On systems that use NFS Version 3.2, users cannot be a member of more than 16 groups without complications. (Groups are defined by the groups command.) If a user is a member of 17 or more groups, and the user tries to access files owned by the 17th (or greater) group, the system does not allow the file to be read or copied. To permit the user access to the files, rearrange the group order.
When mounting a file system from a pre-Version 3 NFS server onto a Version 3 NFS client, a problem occurs when the user on the client executing the mount is a member of more than eight groups.

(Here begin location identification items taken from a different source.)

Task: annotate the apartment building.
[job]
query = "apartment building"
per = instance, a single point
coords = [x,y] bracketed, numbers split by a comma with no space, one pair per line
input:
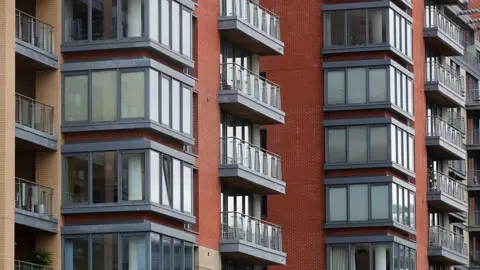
[139,137]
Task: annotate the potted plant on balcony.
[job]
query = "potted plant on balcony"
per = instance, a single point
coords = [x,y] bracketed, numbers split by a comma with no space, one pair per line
[42,257]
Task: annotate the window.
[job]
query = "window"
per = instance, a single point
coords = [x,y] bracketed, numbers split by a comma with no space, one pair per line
[77,179]
[103,24]
[104,95]
[76,98]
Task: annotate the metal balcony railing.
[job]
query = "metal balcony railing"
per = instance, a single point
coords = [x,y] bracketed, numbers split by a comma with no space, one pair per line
[20,265]
[234,77]
[434,18]
[437,126]
[458,166]
[238,226]
[438,181]
[474,219]
[33,197]
[436,72]
[236,151]
[439,236]
[34,31]
[33,114]
[254,14]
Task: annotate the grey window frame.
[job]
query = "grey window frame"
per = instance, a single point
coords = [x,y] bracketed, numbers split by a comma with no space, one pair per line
[371,241]
[148,246]
[388,65]
[387,181]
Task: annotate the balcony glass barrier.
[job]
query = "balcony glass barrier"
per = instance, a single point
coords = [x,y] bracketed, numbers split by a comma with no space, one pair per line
[435,72]
[434,18]
[438,181]
[33,114]
[32,197]
[236,151]
[238,226]
[237,78]
[437,126]
[34,31]
[254,14]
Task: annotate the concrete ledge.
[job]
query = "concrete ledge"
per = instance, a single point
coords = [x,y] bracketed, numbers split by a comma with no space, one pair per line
[253,252]
[44,58]
[42,139]
[127,207]
[125,44]
[141,124]
[36,221]
[239,32]
[261,113]
[240,176]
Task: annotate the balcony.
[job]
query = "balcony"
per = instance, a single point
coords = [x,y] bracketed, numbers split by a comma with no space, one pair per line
[446,247]
[34,124]
[34,43]
[20,265]
[34,206]
[443,85]
[250,27]
[444,139]
[249,96]
[441,34]
[250,167]
[251,240]
[445,193]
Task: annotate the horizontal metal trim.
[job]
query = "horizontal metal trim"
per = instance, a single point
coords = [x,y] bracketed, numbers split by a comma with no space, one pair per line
[127,63]
[368,62]
[127,227]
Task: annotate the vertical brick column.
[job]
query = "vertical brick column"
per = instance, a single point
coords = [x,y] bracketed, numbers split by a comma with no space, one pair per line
[7,133]
[48,164]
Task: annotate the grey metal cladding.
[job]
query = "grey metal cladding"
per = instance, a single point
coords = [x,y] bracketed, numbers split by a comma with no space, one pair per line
[126,145]
[127,227]
[128,63]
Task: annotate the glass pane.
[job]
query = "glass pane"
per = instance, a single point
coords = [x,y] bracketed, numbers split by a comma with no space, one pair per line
[165,101]
[104,20]
[339,257]
[76,98]
[133,94]
[336,87]
[76,253]
[77,179]
[186,33]
[336,145]
[358,204]
[335,34]
[356,30]
[177,184]
[75,13]
[357,143]
[379,202]
[176,105]
[175,26]
[165,20]
[377,26]
[105,250]
[357,85]
[337,204]
[187,189]
[104,173]
[134,252]
[378,143]
[104,95]
[133,177]
[167,253]
[377,84]
[133,18]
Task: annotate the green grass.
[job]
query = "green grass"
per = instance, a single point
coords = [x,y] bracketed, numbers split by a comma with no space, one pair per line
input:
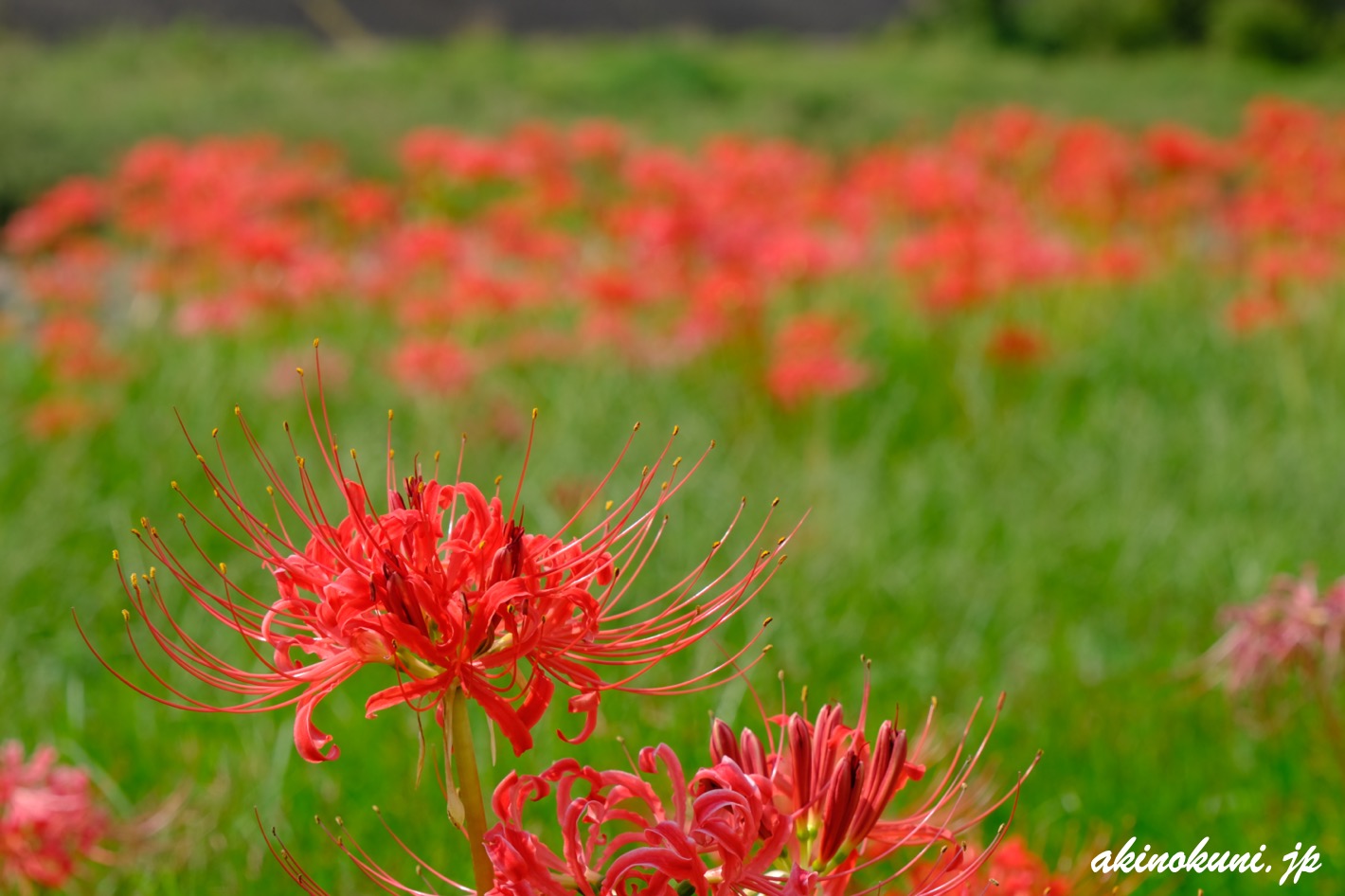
[76,106]
[1064,534]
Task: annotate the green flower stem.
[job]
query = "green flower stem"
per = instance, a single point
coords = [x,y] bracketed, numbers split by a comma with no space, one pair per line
[470,790]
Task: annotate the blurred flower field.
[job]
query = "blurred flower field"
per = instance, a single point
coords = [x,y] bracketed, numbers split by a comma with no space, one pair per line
[1047,392]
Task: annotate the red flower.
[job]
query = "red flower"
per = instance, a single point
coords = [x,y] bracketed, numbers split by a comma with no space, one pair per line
[1015,346]
[445,587]
[799,815]
[48,818]
[809,361]
[1293,626]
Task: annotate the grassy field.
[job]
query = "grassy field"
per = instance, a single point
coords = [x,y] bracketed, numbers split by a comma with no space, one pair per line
[1064,533]
[73,106]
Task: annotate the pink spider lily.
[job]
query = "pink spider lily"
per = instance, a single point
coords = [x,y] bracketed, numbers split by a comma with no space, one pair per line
[50,819]
[806,813]
[445,587]
[1293,626]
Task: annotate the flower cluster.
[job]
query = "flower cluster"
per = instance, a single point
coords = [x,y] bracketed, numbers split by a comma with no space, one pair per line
[445,587]
[547,242]
[50,819]
[803,812]
[1290,627]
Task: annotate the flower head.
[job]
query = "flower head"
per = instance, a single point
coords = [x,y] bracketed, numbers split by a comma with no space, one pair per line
[50,819]
[1291,626]
[447,587]
[804,812]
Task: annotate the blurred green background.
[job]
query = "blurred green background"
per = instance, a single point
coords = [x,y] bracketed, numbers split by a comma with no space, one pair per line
[1064,534]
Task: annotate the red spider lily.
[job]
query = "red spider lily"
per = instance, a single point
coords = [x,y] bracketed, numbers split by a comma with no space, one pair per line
[1293,626]
[1012,870]
[1015,346]
[810,361]
[800,815]
[50,819]
[445,587]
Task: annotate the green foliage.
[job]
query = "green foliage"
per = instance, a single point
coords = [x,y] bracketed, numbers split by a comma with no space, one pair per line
[63,114]
[1063,533]
[1278,31]
[1286,31]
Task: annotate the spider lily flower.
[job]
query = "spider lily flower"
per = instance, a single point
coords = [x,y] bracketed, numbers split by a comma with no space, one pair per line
[50,819]
[445,587]
[1291,626]
[806,813]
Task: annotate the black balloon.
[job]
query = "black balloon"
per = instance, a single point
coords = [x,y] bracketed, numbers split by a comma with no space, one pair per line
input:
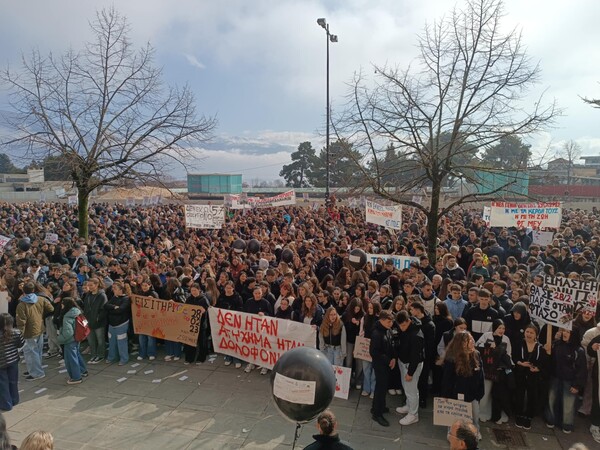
[24,244]
[305,364]
[287,255]
[357,258]
[239,245]
[253,246]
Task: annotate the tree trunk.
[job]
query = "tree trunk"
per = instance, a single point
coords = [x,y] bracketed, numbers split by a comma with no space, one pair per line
[83,197]
[433,216]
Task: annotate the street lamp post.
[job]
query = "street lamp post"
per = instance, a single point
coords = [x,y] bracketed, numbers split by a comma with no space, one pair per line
[333,38]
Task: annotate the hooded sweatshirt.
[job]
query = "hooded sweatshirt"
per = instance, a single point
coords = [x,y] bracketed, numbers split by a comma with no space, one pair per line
[30,315]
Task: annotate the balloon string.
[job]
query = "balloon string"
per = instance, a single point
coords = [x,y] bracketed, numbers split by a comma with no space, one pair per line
[296,434]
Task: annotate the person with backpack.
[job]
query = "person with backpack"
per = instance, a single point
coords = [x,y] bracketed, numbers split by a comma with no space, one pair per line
[74,362]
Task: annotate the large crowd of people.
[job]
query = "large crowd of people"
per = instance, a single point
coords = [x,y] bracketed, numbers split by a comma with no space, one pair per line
[457,326]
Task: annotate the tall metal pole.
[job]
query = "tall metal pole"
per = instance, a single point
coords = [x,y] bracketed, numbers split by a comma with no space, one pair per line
[327,129]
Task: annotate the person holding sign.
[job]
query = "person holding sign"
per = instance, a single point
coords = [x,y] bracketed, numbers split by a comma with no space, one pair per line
[569,368]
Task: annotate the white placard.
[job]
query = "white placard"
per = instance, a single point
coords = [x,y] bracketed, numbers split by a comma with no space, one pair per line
[205,216]
[294,391]
[386,216]
[524,215]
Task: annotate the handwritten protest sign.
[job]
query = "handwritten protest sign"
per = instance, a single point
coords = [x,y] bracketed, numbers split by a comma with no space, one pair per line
[386,216]
[558,300]
[523,215]
[51,238]
[400,261]
[257,339]
[165,319]
[361,348]
[446,411]
[342,381]
[204,216]
[239,202]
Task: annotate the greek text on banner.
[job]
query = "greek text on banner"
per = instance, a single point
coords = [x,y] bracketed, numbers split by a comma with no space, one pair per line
[166,319]
[257,339]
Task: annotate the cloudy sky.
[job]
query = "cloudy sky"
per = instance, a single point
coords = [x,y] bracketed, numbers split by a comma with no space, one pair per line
[259,65]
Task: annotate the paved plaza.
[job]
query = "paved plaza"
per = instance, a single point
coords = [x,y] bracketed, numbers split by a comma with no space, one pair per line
[211,406]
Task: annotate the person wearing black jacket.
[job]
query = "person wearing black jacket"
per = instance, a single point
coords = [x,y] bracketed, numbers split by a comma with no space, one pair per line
[417,310]
[411,355]
[383,358]
[119,313]
[569,367]
[232,301]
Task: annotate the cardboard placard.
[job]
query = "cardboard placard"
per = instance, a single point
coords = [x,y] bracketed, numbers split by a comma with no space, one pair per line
[166,319]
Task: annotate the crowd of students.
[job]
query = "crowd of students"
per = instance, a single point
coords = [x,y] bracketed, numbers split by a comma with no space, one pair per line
[457,326]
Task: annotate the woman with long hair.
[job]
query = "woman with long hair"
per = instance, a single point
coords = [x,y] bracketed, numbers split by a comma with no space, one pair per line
[11,340]
[367,324]
[332,337]
[74,362]
[463,373]
[118,309]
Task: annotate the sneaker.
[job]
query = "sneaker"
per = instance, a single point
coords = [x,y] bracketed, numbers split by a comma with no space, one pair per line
[402,409]
[409,419]
[32,378]
[381,421]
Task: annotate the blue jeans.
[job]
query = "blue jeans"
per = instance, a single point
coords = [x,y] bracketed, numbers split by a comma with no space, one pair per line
[411,388]
[147,345]
[333,354]
[561,398]
[368,377]
[9,387]
[173,348]
[74,361]
[34,347]
[117,343]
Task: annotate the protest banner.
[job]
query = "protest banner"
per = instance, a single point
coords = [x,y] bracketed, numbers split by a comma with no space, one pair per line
[342,381]
[446,411]
[51,238]
[400,261]
[205,216]
[3,241]
[259,340]
[166,319]
[386,216]
[487,212]
[542,238]
[285,198]
[558,300]
[361,348]
[523,215]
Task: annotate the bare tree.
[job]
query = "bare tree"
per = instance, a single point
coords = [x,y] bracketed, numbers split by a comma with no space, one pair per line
[105,111]
[466,93]
[571,151]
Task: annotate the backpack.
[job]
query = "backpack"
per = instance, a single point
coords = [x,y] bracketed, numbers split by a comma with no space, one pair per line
[82,329]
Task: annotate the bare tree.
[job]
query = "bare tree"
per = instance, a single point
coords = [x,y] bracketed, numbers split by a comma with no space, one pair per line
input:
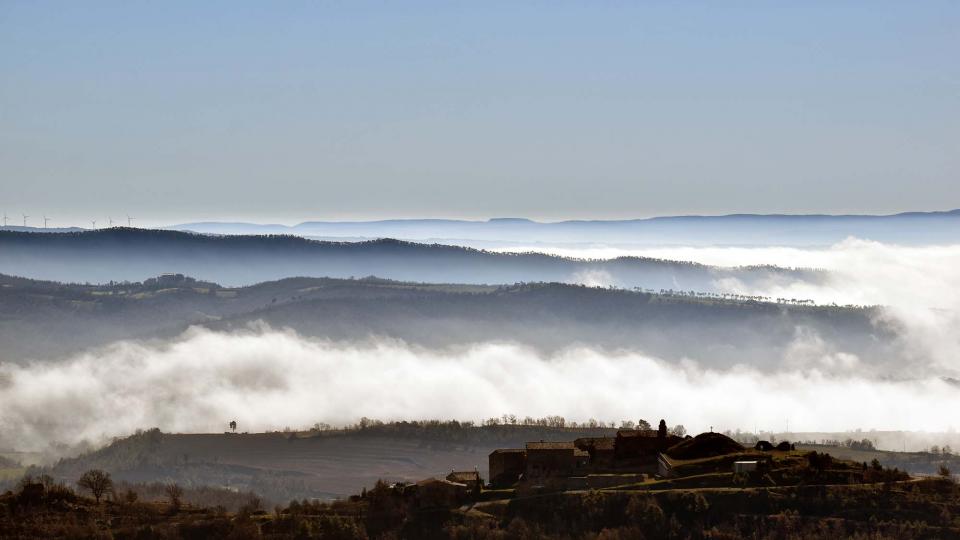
[97,482]
[174,493]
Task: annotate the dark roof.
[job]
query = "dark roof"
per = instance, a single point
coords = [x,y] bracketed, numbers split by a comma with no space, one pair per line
[567,445]
[596,443]
[508,451]
[637,433]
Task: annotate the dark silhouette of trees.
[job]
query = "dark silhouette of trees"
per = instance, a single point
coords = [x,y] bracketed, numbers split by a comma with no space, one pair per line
[174,493]
[97,482]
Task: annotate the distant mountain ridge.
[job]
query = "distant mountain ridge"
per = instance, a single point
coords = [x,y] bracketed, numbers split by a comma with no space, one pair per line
[732,229]
[120,254]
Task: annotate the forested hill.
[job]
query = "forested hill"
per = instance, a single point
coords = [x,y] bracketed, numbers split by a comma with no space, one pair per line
[46,320]
[124,254]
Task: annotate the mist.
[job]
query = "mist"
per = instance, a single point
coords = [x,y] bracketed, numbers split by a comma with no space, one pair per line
[271,379]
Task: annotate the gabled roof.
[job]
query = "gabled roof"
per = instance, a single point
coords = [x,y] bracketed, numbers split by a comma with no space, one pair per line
[637,433]
[463,476]
[566,445]
[436,481]
[596,443]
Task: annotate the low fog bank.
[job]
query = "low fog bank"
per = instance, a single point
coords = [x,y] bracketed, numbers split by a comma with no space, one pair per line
[918,286]
[269,379]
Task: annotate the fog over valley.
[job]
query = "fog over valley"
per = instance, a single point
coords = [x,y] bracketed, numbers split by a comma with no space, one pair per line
[84,363]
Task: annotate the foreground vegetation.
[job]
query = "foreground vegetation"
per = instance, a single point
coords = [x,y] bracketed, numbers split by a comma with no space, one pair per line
[814,496]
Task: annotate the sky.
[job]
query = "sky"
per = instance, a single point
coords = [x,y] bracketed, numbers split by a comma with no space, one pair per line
[285,112]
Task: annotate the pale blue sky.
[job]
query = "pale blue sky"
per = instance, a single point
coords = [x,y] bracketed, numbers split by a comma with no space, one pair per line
[287,111]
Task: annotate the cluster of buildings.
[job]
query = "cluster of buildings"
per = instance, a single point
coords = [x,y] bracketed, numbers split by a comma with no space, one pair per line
[631,451]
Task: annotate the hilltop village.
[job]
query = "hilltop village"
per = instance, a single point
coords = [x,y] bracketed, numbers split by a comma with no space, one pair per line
[633,457]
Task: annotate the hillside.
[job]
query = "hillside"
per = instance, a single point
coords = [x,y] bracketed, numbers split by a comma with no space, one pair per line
[45,319]
[330,464]
[124,254]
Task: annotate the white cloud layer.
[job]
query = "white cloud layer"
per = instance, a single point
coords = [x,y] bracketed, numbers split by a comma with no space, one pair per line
[268,379]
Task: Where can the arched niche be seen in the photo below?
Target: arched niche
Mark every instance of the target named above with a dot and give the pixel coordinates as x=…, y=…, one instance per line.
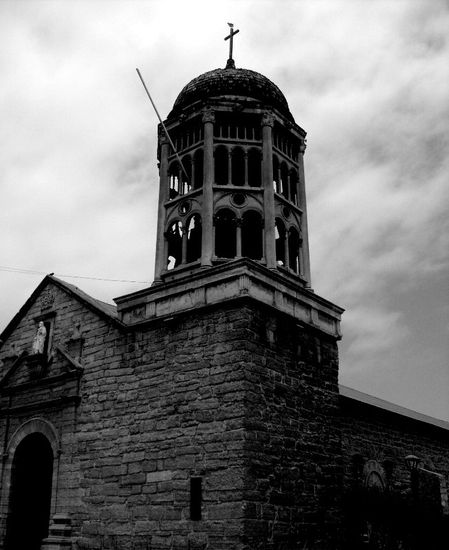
x=29, y=484
x=174, y=244
x=225, y=234
x=194, y=231
x=252, y=237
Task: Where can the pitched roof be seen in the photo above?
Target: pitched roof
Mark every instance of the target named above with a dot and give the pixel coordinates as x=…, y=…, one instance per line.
x=103, y=309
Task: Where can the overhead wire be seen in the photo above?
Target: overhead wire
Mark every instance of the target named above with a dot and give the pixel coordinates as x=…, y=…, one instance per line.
x=23, y=271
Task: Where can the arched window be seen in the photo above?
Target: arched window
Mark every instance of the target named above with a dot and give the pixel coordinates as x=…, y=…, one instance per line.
x=254, y=168
x=194, y=238
x=173, y=181
x=174, y=248
x=293, y=249
x=31, y=491
x=280, y=242
x=252, y=239
x=276, y=175
x=238, y=166
x=186, y=179
x=221, y=165
x=294, y=186
x=284, y=180
x=198, y=166
x=225, y=234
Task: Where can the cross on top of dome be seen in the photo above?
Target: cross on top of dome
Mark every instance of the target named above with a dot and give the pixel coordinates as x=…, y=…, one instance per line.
x=230, y=63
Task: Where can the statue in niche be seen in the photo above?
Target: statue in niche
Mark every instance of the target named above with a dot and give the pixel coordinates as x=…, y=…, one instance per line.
x=39, y=339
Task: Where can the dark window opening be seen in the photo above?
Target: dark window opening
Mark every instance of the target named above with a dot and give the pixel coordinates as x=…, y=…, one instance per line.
x=252, y=238
x=198, y=161
x=196, y=498
x=276, y=175
x=284, y=180
x=238, y=166
x=254, y=168
x=293, y=249
x=186, y=175
x=280, y=242
x=221, y=166
x=174, y=241
x=173, y=180
x=225, y=234
x=194, y=238
x=294, y=187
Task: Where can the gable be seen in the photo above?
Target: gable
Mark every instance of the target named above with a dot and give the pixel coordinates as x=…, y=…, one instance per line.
x=71, y=321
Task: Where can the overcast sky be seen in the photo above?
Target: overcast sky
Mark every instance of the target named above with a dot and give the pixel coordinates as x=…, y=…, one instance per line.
x=368, y=81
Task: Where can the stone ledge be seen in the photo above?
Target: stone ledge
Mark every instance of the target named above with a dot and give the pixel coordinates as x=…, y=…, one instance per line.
x=218, y=284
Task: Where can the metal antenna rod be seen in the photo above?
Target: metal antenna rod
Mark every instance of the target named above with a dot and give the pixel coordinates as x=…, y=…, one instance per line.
x=163, y=126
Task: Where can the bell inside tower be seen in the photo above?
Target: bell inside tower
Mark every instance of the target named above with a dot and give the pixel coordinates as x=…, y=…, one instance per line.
x=234, y=186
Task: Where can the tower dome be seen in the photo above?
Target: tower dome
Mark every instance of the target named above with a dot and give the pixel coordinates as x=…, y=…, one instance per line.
x=232, y=81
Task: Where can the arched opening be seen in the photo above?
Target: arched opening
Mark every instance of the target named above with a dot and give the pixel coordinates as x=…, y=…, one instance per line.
x=198, y=163
x=254, y=168
x=194, y=238
x=221, y=165
x=186, y=175
x=280, y=242
x=293, y=249
x=173, y=181
x=276, y=175
x=225, y=234
x=284, y=180
x=294, y=187
x=30, y=496
x=252, y=239
x=238, y=166
x=174, y=242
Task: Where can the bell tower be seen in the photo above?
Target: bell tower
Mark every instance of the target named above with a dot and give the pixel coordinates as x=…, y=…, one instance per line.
x=237, y=355
x=234, y=187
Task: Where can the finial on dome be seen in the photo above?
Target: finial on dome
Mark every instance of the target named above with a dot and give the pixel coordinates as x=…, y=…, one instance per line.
x=230, y=63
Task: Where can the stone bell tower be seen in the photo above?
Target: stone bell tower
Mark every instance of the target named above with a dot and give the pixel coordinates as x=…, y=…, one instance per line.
x=235, y=352
x=235, y=185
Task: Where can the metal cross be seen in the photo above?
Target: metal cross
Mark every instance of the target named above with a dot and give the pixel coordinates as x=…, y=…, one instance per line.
x=230, y=37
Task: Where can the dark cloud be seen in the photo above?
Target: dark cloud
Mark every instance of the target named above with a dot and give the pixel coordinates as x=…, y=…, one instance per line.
x=368, y=81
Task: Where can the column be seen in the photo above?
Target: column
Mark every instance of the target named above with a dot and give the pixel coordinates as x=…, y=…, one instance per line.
x=161, y=260
x=208, y=180
x=268, y=194
x=303, y=206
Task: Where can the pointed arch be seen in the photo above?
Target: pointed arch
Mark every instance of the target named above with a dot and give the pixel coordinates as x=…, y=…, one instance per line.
x=280, y=234
x=254, y=168
x=225, y=234
x=198, y=160
x=252, y=236
x=221, y=165
x=194, y=234
x=174, y=244
x=173, y=180
x=293, y=249
x=238, y=166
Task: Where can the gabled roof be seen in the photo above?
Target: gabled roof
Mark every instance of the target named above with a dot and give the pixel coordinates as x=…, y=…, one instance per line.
x=106, y=311
x=366, y=399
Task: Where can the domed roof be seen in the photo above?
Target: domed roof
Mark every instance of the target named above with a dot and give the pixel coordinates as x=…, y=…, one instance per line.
x=232, y=81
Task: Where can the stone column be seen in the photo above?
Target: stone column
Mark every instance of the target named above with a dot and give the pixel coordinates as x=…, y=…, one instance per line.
x=303, y=206
x=268, y=194
x=161, y=260
x=238, y=234
x=229, y=166
x=208, y=180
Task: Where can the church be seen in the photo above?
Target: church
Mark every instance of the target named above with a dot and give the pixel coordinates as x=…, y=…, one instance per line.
x=204, y=412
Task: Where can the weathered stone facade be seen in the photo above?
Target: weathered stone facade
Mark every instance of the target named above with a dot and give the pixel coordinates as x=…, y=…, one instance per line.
x=204, y=411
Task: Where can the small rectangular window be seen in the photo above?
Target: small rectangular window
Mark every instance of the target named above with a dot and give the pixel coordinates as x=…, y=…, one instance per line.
x=195, y=498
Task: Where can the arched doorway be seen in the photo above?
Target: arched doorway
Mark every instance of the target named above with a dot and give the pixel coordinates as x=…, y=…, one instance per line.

Some servers are not able to deal correctly with this situation and deny the request for the mount. The solution is to change the group membership of the user to a number less than eight and then retry the mount. The following error message is characteristic of this group problem:
RPC: Authentication error; why=Invalid client credential
Some NFS commands do not execute correctly if the NFS kernel extension is not loaded. Some commands with this dependency are: nfsstat, exportfs, mountd, nfsd, and biod. When NFS is installed on the system, the kernel extension is placed in the /usr/lib/drivers/nfs.ext file. This file is then loaded as the NFS kernel extension when the system is configured. The script that does this kernel extension loads the /etc/rc.net file. There are many other things done in this script, one of which is to load the NFS kernel extension. It is important to note that Transmission Control Protocol/Internet Protocol (TCP/IP) kernel extension should be loaded before the NFS kernel extension is loaded.
Note: The gfsinstall command is used to load the NFS kernel extension into the kernel when the system initially starts. This command can be run more than once per system startup and it will not cause a problem. The system is currently shipped with the gfsinstall command used in both the /etc/rc.net and /etc/rc.nfs files. There is no need to remove either of these calls.